If these numbers sound dry, let me say it another way. The probability that my 15-year-old neighbor in Washington, D.C., will eventually die from a maternal cause is one in 43,000. If I instead lived in sub-Saharan Africa, the probability would be one in 31; if I were in South Asia, one in 120; and if in Afghanistan specifically, one in 11.
CEDPA has been committed to maternal and reproductive health since its inception 35 years ago. In 1999, CEDPA helped form the White Ribbon Alliance in India, which has made great strides in advocating for safe motherhood in that country. CEDPA India still acts as the organization's secretariat. On this International Women's Day, we recommit ourselves to expanded action. All of us who care about women's health -- whether we are members of the White Ribbon Alliance; the Partnership for Maternal, Newborn and Child Health; the Maternal Health Task Force or any other advocacy group -- must call for expanded resources and expanded commitment by countries around the world.
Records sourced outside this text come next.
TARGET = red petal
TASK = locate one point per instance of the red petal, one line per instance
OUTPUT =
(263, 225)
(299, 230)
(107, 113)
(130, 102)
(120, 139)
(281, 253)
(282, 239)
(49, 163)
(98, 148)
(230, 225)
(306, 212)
This includes two very specific pleas. First, the U.S. Congress must protect robust funding for women's health programs in its budget debates and appropriations for 2011 and 2012; and, second, the Global Fund to Fight AIDS, TB and Malaria must better integrate maternal health into its interventions. Regarding the latter, we are pleased that the Global Fund has agreed to "explore further..." We hope that exploration will indeed lead to greater investment in women's health.
The number of women dying needlessly in the developing world is clearly unacceptable. Let us this International Women's Day commit ourselves to do better. Let us all become outspoken advocates. Please join CEDPA and its 5,300 plus alumni, many of whom are advocating around the world for their governments to invest more in women's health, in this call to action. Regardless of where you are, become an advocate. Join one of the many formal alliances, partnerships or task forces. Make your voice heard for women around the world.